S'agissant du rôle de la croissance dans le financement des retraites, M. Jean-Michel Charpin a constaté que l'avis du Conseil économique et social, tout comme l'étude de Mme Lebatard, présentait des taux de croissance, sans préciser quelle part provenait d'une croissance de la productivité et quelle part découlait d'une croissance de l'emploi.

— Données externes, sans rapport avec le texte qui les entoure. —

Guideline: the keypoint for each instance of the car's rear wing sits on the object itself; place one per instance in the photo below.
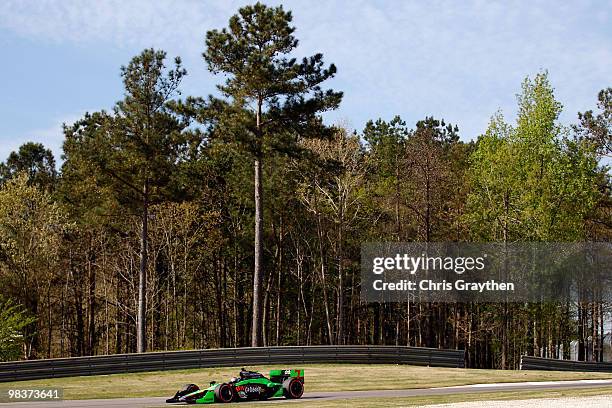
(279, 376)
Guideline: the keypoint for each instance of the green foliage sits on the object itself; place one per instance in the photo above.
(33, 159)
(272, 98)
(597, 128)
(531, 182)
(13, 320)
(141, 142)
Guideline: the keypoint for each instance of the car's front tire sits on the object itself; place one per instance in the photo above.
(293, 388)
(225, 393)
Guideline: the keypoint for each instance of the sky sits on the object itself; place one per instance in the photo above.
(457, 60)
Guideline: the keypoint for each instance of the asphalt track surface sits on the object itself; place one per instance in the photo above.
(327, 396)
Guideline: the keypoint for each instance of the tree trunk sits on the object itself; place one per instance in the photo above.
(257, 273)
(141, 324)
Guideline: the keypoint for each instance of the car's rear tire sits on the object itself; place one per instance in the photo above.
(293, 388)
(224, 393)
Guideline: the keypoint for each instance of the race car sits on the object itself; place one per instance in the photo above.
(250, 385)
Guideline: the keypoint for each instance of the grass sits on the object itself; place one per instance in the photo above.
(445, 399)
(319, 377)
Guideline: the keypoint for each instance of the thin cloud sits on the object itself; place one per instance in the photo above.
(457, 60)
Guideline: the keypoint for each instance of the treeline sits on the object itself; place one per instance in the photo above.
(228, 221)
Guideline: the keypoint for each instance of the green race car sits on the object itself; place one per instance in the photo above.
(250, 385)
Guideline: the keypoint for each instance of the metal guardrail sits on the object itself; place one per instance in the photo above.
(233, 357)
(549, 364)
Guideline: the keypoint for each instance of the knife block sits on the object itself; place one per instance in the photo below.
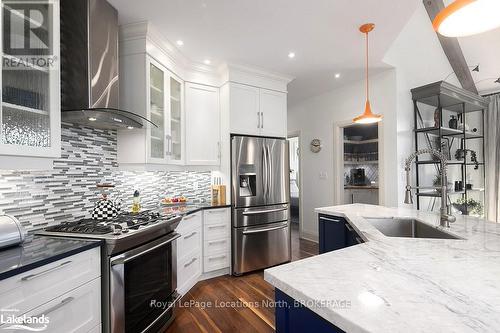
(218, 195)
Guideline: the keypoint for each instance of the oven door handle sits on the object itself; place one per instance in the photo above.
(256, 231)
(122, 259)
(258, 212)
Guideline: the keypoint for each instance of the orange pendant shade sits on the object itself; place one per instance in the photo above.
(467, 17)
(368, 117)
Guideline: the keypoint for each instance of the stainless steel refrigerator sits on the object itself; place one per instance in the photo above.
(260, 193)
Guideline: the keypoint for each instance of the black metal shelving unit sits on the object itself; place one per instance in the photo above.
(445, 97)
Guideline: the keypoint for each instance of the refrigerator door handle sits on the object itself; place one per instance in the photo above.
(269, 170)
(265, 173)
(258, 212)
(257, 231)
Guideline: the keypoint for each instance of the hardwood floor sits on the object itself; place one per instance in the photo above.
(234, 304)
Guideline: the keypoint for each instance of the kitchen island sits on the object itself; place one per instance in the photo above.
(395, 284)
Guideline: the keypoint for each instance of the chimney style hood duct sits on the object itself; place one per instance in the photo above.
(89, 66)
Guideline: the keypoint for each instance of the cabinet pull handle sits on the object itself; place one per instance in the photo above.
(192, 234)
(329, 219)
(33, 276)
(190, 263)
(216, 242)
(218, 257)
(57, 306)
(216, 226)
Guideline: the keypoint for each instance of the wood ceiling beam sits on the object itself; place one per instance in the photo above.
(452, 49)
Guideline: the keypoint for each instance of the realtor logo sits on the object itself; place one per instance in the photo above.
(28, 34)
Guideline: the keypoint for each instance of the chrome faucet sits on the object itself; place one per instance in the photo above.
(445, 210)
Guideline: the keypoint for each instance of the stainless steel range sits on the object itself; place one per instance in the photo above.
(138, 268)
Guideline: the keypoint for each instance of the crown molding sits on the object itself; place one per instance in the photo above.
(144, 31)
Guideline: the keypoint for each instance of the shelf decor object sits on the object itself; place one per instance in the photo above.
(467, 17)
(442, 99)
(368, 117)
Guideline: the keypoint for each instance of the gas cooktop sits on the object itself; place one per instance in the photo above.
(120, 224)
(124, 231)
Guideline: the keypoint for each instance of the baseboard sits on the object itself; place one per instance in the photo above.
(310, 237)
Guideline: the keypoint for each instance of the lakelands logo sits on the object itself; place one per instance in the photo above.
(27, 34)
(12, 321)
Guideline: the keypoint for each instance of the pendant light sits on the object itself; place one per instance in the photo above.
(467, 17)
(368, 117)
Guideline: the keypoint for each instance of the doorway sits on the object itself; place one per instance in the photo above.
(360, 144)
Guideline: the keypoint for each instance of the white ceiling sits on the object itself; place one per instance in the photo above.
(323, 34)
(484, 49)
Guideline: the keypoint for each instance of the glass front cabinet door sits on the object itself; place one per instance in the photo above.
(30, 99)
(165, 92)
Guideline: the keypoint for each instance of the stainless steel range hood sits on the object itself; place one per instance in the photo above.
(89, 66)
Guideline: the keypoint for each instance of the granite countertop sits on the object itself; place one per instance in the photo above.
(402, 284)
(189, 208)
(37, 251)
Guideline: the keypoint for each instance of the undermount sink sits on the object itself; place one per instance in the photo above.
(400, 227)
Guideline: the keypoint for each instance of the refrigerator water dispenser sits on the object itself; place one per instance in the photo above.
(247, 185)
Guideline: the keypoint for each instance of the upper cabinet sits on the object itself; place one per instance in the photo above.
(203, 139)
(257, 111)
(272, 108)
(30, 99)
(147, 86)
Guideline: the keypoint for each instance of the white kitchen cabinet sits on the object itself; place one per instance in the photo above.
(244, 108)
(68, 291)
(79, 310)
(150, 89)
(257, 111)
(189, 251)
(30, 115)
(273, 113)
(203, 137)
(216, 239)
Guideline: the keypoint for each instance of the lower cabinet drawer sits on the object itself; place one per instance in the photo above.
(216, 231)
(215, 262)
(216, 246)
(76, 311)
(29, 290)
(217, 216)
(188, 242)
(190, 222)
(189, 268)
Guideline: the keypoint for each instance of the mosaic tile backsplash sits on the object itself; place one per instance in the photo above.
(371, 171)
(68, 192)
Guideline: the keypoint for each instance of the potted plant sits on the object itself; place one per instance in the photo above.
(469, 206)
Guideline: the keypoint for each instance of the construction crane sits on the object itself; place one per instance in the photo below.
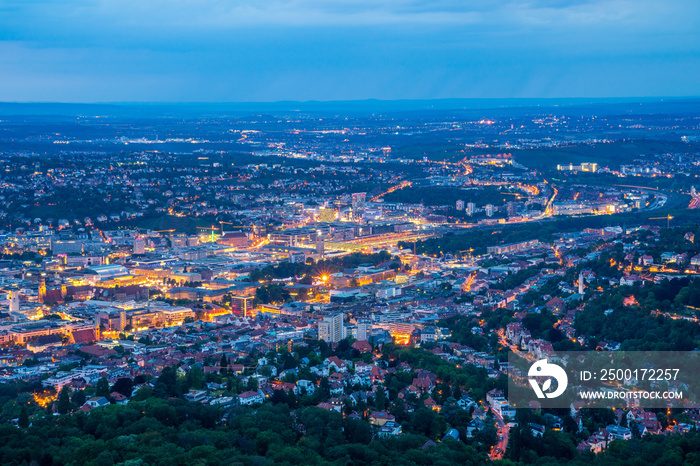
(252, 227)
(213, 229)
(403, 184)
(668, 219)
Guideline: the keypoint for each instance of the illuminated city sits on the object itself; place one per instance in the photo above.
(319, 234)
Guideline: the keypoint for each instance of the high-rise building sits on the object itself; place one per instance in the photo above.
(363, 329)
(331, 328)
(42, 289)
(139, 246)
(471, 207)
(326, 214)
(510, 208)
(14, 301)
(358, 206)
(580, 283)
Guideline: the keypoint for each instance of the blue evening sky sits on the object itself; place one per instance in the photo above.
(263, 50)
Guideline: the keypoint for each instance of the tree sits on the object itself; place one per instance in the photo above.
(64, 404)
(124, 386)
(380, 399)
(166, 385)
(79, 398)
(195, 377)
(102, 387)
(23, 420)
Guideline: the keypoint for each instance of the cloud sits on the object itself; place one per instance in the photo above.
(345, 49)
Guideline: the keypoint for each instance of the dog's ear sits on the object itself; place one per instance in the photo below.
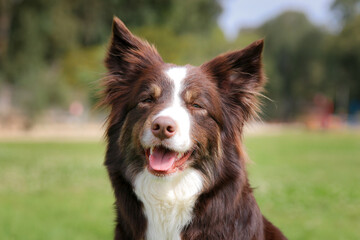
(127, 57)
(127, 53)
(239, 77)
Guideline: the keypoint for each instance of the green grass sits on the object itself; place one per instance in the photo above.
(308, 184)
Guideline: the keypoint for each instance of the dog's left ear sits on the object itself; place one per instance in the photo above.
(239, 76)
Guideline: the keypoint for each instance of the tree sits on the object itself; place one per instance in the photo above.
(294, 50)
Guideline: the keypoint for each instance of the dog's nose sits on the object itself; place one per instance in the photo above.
(163, 127)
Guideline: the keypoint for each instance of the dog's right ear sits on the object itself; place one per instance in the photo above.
(127, 57)
(127, 53)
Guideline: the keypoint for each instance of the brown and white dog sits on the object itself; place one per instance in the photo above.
(174, 154)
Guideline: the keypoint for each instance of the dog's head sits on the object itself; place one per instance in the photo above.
(166, 118)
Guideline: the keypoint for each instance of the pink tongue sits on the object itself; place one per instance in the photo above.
(162, 159)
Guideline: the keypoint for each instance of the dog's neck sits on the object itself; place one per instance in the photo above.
(168, 201)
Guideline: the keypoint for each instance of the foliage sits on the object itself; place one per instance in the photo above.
(43, 38)
(51, 52)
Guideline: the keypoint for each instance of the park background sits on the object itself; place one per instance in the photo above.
(305, 152)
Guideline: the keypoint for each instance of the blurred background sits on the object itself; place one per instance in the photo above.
(307, 150)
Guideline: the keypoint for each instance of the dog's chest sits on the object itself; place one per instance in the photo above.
(168, 202)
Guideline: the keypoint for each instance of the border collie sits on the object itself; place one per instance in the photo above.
(174, 150)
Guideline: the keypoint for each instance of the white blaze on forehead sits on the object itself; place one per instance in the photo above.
(177, 111)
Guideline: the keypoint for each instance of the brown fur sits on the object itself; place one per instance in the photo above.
(226, 88)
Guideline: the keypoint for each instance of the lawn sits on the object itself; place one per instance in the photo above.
(308, 184)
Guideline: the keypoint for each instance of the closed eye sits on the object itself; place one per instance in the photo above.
(147, 100)
(195, 105)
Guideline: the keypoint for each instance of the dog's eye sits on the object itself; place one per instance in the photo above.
(195, 105)
(147, 100)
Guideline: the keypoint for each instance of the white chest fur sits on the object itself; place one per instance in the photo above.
(168, 202)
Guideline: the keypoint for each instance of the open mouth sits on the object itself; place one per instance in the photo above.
(163, 161)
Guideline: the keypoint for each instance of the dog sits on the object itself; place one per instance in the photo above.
(174, 150)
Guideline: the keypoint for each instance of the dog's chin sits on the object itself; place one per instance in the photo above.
(162, 161)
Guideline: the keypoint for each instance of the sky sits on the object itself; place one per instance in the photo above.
(238, 14)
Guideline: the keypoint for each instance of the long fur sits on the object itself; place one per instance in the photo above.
(210, 196)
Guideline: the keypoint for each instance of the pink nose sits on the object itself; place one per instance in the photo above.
(163, 127)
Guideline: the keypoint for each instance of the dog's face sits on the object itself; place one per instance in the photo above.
(166, 118)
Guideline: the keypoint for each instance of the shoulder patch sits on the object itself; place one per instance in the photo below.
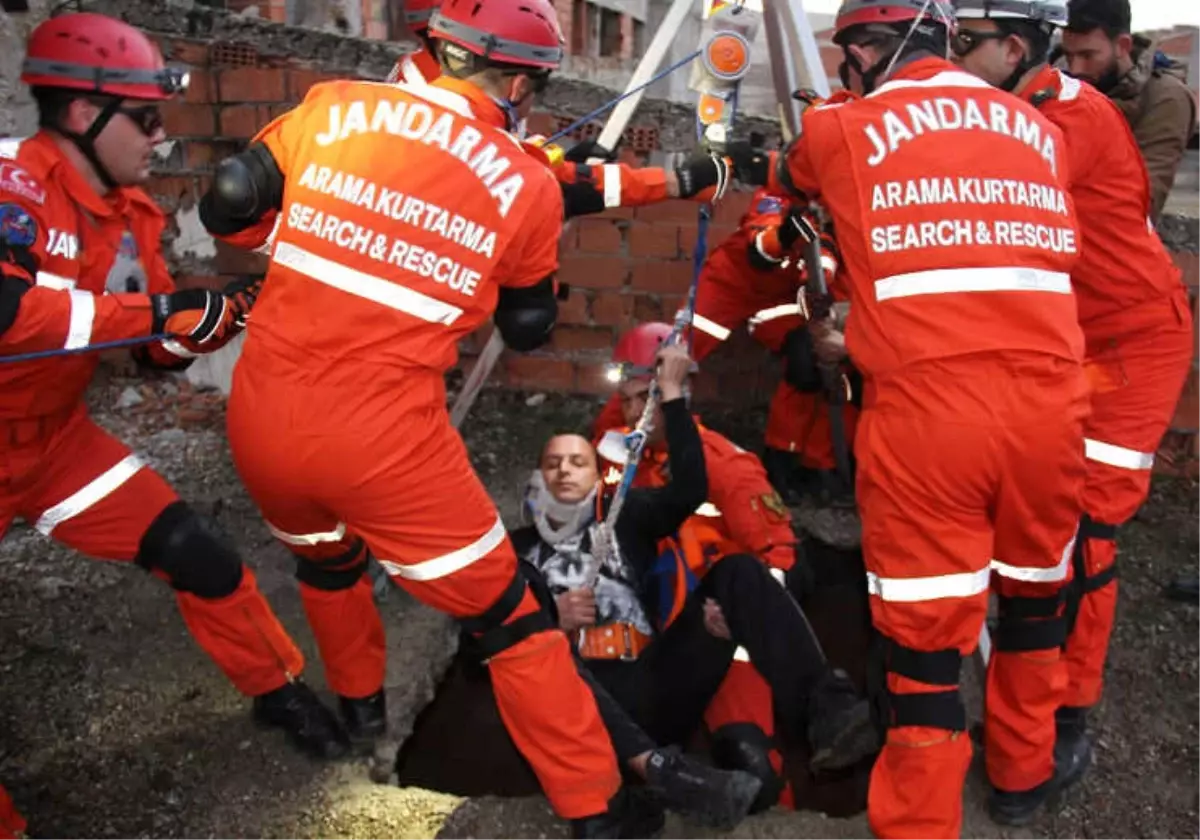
(19, 183)
(768, 204)
(17, 227)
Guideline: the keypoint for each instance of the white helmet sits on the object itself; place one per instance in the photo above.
(1047, 12)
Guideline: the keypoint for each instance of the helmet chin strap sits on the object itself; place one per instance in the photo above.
(87, 142)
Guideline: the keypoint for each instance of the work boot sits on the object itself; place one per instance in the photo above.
(1185, 588)
(312, 727)
(713, 797)
(629, 817)
(365, 718)
(1072, 757)
(840, 727)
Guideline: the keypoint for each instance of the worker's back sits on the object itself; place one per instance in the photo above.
(403, 214)
(955, 233)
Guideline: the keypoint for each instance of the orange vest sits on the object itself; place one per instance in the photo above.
(406, 209)
(957, 234)
(76, 238)
(1123, 261)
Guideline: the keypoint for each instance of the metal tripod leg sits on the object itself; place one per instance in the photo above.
(612, 131)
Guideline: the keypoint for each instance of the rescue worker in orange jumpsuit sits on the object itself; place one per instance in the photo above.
(743, 516)
(587, 189)
(753, 279)
(1133, 309)
(970, 444)
(411, 213)
(81, 263)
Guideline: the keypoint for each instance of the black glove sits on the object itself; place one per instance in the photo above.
(801, 361)
(243, 293)
(751, 163)
(586, 150)
(701, 171)
(795, 227)
(198, 316)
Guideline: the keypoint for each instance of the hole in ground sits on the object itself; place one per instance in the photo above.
(460, 747)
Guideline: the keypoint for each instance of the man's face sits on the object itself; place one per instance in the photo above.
(569, 468)
(982, 49)
(1096, 58)
(634, 394)
(126, 144)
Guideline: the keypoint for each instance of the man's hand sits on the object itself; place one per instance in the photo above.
(714, 621)
(243, 293)
(201, 319)
(673, 365)
(576, 609)
(828, 342)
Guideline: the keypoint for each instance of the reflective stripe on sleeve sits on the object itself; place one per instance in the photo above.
(91, 493)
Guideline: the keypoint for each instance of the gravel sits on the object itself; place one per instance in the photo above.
(113, 724)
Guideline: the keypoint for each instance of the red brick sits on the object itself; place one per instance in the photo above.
(661, 276)
(669, 211)
(647, 307)
(654, 240)
(300, 81)
(594, 273)
(715, 235)
(538, 372)
(180, 119)
(198, 155)
(192, 53)
(202, 88)
(581, 339)
(599, 235)
(574, 310)
(591, 377)
(253, 84)
(611, 309)
(243, 120)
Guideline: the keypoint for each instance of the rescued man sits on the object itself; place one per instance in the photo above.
(411, 214)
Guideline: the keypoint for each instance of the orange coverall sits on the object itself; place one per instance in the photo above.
(742, 515)
(1133, 309)
(403, 217)
(958, 243)
(93, 262)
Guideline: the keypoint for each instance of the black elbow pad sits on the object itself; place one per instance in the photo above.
(526, 317)
(801, 361)
(245, 187)
(11, 292)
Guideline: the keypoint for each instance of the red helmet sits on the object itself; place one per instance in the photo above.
(522, 33)
(99, 54)
(418, 13)
(888, 12)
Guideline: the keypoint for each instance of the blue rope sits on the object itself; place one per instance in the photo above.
(87, 348)
(612, 103)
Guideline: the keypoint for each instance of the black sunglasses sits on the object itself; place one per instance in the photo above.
(965, 41)
(147, 118)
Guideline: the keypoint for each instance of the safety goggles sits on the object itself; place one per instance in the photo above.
(966, 41)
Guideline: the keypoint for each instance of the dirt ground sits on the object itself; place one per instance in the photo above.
(113, 724)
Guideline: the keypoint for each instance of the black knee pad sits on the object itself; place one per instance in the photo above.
(334, 574)
(193, 553)
(747, 748)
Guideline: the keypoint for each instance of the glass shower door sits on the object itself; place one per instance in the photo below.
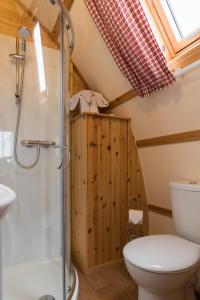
(32, 242)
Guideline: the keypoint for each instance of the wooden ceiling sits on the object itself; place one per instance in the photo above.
(17, 13)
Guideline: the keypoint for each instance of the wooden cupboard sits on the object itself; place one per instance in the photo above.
(100, 188)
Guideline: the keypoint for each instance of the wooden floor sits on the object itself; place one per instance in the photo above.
(108, 283)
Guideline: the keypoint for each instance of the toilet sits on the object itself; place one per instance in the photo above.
(165, 266)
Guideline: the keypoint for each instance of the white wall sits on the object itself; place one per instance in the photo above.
(173, 110)
(31, 229)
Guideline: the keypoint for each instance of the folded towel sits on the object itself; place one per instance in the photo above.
(135, 216)
(89, 101)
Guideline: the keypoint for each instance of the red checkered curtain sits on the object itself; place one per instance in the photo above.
(127, 33)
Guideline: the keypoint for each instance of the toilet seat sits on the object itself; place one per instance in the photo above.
(162, 253)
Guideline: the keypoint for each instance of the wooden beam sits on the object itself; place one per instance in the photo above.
(121, 99)
(183, 137)
(160, 210)
(56, 28)
(68, 3)
(35, 19)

Or, ces deux facteurs pouvaient avoir des impacts très différents sur les recettes des régimes de retraite.

Il a expliqué que, dans les scénarios étudiés par le commissariat du Plan, il apparaissait nettement que, seule, l'augmentation de la productivité pourrait susciter une croissance supplémentaire après 2010, dans la mesure où les gisements d'emplois subsistant s'avéreraient alors très limités. Il a fait observer qu'une croissance uniquement fondée sur la productivité se traduirait inévitablement par une hausse des salaires, et donc des cotisations, ce qui augmenterait à terme la charge des retraites.

S'agissant de l'horizon retenu pour traiter de l'avenir des retraites, M. Jean-Michel Charpin a considéré que certaines mesures, comme l'augmentation des cotisations, pouvaient être prises au jour le jour, au vu de la dégradation de l'équilibre financier des régimes, alors que d'autres, tels les mécanismes de capitalisation ou de réserve, devaient être programmées à l'avance et donc engagées sans tarder.

Après avoir rappelé que les régimes de retraite ne connaîtraient aucune difficulté avant 2006, M. Jean-Michel Charpin a souligné les dangers, pour l'équité entre les générations, que comporterait un défaut d'anticipation face au déséquilibre, connu depuis plus de dix ans, qu'entraînera, à partir de cette date, le départ à la retraite des générations nombreuses de l'après-guerre.

M. Jean Chérioux s'est interrogé sur l'hypothèse, avancé par le Conseil économique et social, d'une augmentation du taux de fécondité. Après avoir fait remarquer que plus on attendait pour prendre des mesures, plus ces mesures seraient draconiennes, il a souhaité savoir quelle serait l'évolution des systèmes de retraite calculée en points, tels que ceux de l'Association des régimes de retraite complémentaire (ARRCO) et de l'Association générale des institutions de retraite des cadres (AGIRC).

Mme Gisèle Printz s'est enquise de l'évolution future des retraites des veuves.

En réponse à M. Jean Chérioux, M. Jean-Michel Charpin a précisé que dans les régimes en points, la liquidation se faisait en fonction du nombre de points accumulés et de la valeur du point, et non des salaires perçus pendant les périodes d'activité. Ces régimes étaient aujourd'hui de facto indexés sur les prix, ce qui se traduisait par des évolutions très limitées de la pension moyenne.

Il a indiqué que l'évolution du taux de fécondité était un phénomène difficile à prévoir, même si ce taux avait peu évolué depuis une dizaine d'années. Il a fait observer qu'une augmentation forte du taux de fécondité n'aurait un impact réel sur les régimes de retraite qu'après 2020.

En réponse à Mme Gisèle Printz, M. Jean-Michel Charpin a précisé que les travaux menés sous sa direction n'avaient pas étudié une éventuelle modification des règles applicables aux personnes veuves. Il a indiqué que les femmes bénéficieraient de carrières de plus en plus complètes et donc de pensions de retraite supérieures à celles des générations précédentes, ce qui avait été intégré dans les projections du commissariat du Plan.

M. Jean Delaneau, président, a conclu en soulignant que la profonde différence de nature qui apparaissait entre l'avis du Conseil économique et social et les travaux menés par le commissaire du Plan, du point de vue notamment de la rigueur scientifique, conduisait à considérer, comme l'avait fait d'ailleurs M. Christian Sautter, ministre de l'économie, des finances et de l'industrie, dès le 9 janvier dernier, que le rapport Charpin restait, à l'évidence, le rapport de référence sur l'avenir des retraites.

Organismes extraparlementaires - Désignation de candidats

Enfin, la commission a désigné comme candidats proposés à la nomination du Sénat M. André Jourdain pour siéger au sein du Conseil national de la montagne etM. Paul Blanc pour siéger au sein du Conseil national du bruit.